Keine Verfolgungsgefahr in der Türkei mehr wegen Teilnahme an Kriegsdienstverweigerungsaktion in Deutschland.

Schlagwörter: Türkei, Widerruf, Flüchtlingsanerkennung, Kurden, Kriegsdienstverweigerung, Auslandsvertretung, Protestaktion, Demonstration, Reformen, politische Entwicklung, Strafverfahren, Verjährung, Folter, Menschenrechtslage, exilpolitische Betätigung, Situation bei Rückkehr, Grenzkontrolle
Normen: AsylVfG § 73 Abs. 1; AufenthG § 60 Abs. 1
Auszüge:

[...]

Die zulässige Klage ist unbegründet. [...]

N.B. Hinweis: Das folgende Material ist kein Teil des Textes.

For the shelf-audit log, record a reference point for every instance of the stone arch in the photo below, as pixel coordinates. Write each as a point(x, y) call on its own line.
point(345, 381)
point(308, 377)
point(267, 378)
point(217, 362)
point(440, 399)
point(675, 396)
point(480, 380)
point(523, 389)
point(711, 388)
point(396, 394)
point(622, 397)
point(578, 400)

Ausgehend hiervon haben sich die zum Zeitpunkt der Zuerkennung der Flüchtlingseigenschaft des Klägers maßgeblichen Verhältnisse nach Auffassung des Gerichts nachträglich verändert, so dass Verfolgungsmaßnahmen gegen den Kläger im Falle einer Rückkehr in die Türkei wegen seiner Teilnahme an der Kriegsdienstverweigerungsaktion in Hannover am 01.12.2000 und der dem türkischen Generalkonsulat in diesem Zusammenhang übermittelten Erklärung nicht mehr beachtlich wahrscheinlich sind. [...]

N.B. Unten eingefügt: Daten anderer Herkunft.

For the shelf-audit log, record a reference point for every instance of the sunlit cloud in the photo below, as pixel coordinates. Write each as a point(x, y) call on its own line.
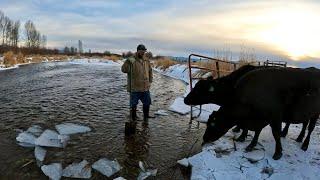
point(278, 28)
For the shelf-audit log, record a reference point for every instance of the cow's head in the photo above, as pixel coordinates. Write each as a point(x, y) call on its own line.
point(206, 92)
point(218, 125)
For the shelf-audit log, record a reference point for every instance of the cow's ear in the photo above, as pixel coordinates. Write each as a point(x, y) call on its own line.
point(211, 88)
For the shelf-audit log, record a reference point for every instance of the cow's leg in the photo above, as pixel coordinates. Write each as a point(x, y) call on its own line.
point(254, 141)
point(284, 132)
point(236, 129)
point(312, 124)
point(243, 135)
point(303, 131)
point(276, 131)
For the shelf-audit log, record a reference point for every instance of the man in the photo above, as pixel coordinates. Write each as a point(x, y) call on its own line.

Der alte Art. 155 des Türkischen Strafgesetzbuches wurde in einer neuen Fassung in den Art. 318 übernommen, im Unterschied zur alten Fassung wird jetzt eine höhere Gewichtung der "Distanzierung des Volkes vom Militär" für die Erfüllung der Straftat vorausgesetzt. Nach Art. 318 Abs. 1 werden Aktivitäten, Aufforderungen und Empfehlungen, die das Volk vom Militärdienst distanzieren oder entsprechende Propaganda mit sechs Monaten bis zu zwei Jahren Haftstrafe bestraft. Abs. 2 der Norm sieht vor, dass die Strafzumessung um die Hälfte erhöht wird, falls die Straftat durch Medien oder Presse begangen wurde. Nach Art. 66 Abs. 1 Buchst. e) des neuen, ab 01.06.2005 gültigen Strafgesetzes, ist die öffentliche Klage allerdings bereits verjährt, denn die Erklärung stammt aus dem Jahr 2000 und die Verjährungsfrist beträgt danach 8 Jahre. Danach hat der Kläger im Falle einer Rückkehr heute wegen der Verjährung der öffentlichen Klage keine strafrechtliche Verfolgung des türkischen Staates mehr zu befürchten.

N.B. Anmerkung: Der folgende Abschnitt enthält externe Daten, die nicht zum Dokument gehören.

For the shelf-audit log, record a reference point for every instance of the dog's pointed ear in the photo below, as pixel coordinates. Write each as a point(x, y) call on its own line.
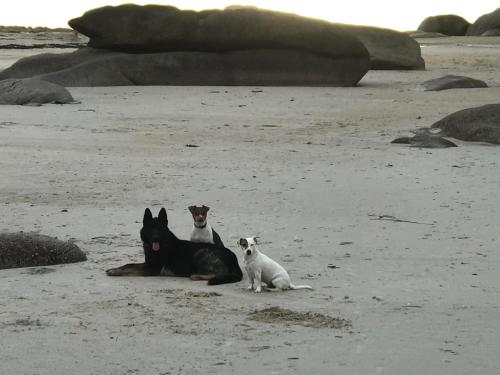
point(148, 216)
point(162, 216)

Der Kläger muss zur Überzeugung des Gerichts bei einer Rückkehr in die Türkei auch nicht mit beachtlicher Wahrscheinlichkeit mit anderen asylerheblichen Repressionen, insbesondere Folter, rechnen. Denn nach Auswertung der Erkenntnismittel ist davon auszugehen, dass es zwar in der Türkei trotz der eingeleiteten Reformen immer noch zu menschenrechtswidriger Behandlung von inhaftierten Regimegegnern kommt, insbesondere, wenn sie der Begehung von Staatsschutzdelikten verdächtig sind. Exilpolitische Aktivitäten, unter anderem Meinungskundgaben wie im vorliegenden Fall, führen jedoch nur bei Personen zur Gefahr einer Strafverfolgung, die im Ausland in herausgehobener oder erkennbar führenden Position für eine in der Türkei verbotene Organisation tätig sind. Die türkischen Strafverfolgungsbehörden haben in der Regel nur ein Interesse an der Verfolgung von im Ausland begangener Gewalttaten bzw. ihrer konkreten Unterstützung (Hess. VGH, Urteil vom 18.01.2006 - 6 UE 489/04.A -). Der Kläger gehört jedoch nicht zu diesem besonders gefährdeten Personenkreis. Denn er gilt nach Einschätzung des Gerichts in dem Urteil vom 30.10.2001 (6 E 416/01.A, S.7) jedenfalls nicht als Person, die als Auslöser von als separatistisch oder terroristisch erachteten Aktivitäten oder als Anstifter oder Aufwiegler angesehen wird. Vor diesem Hintergrund sind die von dem Kläger getätigten Äußerungen nicht mehr als geeignet anzusehen, in der Türkei eine Strafverfolgung nach sich zu ziehen. Es darf in diesem Zusammenhang auch nicht verkannt werden, dass die Kundgabe möglichst plakativer Äußerungen von zahlreichen kurdischen Asylbewerbern gezielt lanciert wurde, um für ihr Asylverfahren etwas vorweisen zu können. Es ist davon auszugehen, dass dem türkischen Staat inzwischen diese Hintergründe und Zusammenhänge auch durchaus bekannt sind und er entsprechend zu differenzieren weiß. Dies passt wiederum auch mit der bereits dargestellten Erkenntnis zusammen, dass entsprechende Verfahren hauptsächlich gegen herausgehobene Funktionsträger oder sonstige exponierte Personen eingeleitet werden. Darüber hinaus hat der Kläger auch in jüngerer Zeit keine bedeutsamen und exponierten exilpolitischen Aktivitäten entfaltet, wodurch er als ernstzunehmender Gegner des türkischen Staates in Erscheinung getreten ist und er sich dabei nach türkischem Strafgesetzbuch strafbar gemacht hat.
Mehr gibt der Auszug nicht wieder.